- 1. A robot may not harm a human being, or allow a human being to be harmed
- 2. A robot must obey the orders given by the human beings, except where such orders would conflict with the First Law.
- 3. A robot must protect his own existence, as long as such protection does not conflict the First or Second Law.
- 0. A robot may not injure humanity, or, through inaction, allow humanity to come to harm.
A condition stating that the Zeroth Law must not be broken was added to the original Laws.
The Three Laws are often used in Science Fiction novels written by other authors, but tradition dictates that only Dr. Asimov would ever quote the Laws, others would refer to them.

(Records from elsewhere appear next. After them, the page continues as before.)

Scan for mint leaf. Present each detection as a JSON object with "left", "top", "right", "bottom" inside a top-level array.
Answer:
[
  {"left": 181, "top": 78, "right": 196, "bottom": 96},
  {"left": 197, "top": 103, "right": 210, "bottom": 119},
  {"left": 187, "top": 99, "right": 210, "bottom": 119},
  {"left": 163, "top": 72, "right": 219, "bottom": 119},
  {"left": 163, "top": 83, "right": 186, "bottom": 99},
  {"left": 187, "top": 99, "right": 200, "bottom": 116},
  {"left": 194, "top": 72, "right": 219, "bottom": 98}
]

Some amateur roboticists have evidently believed that the laws have a status akin to the laws of physics, that a situation which violates these laws is inherently impossible. This is incorrect, as the laws are quite deliberately hardwired into the positronic brains of Asimov's robots. The robots in Asimov's stories are incapable of violating the Three Laws, but there is nothing to stop any robot in other stories or in the real world from being constructed without them. Indeed, the problems of perception and rational analysis involved make it seem likely that only an extremely advanced artificial intelligence or robot could apply the laws in real-world situations.
The Three Laws are seen as a future ideal by those working in artificial intelligence - once an intelligence has reached the stage where it can comprehend these laws, it is truly intelligent. See Turing Test.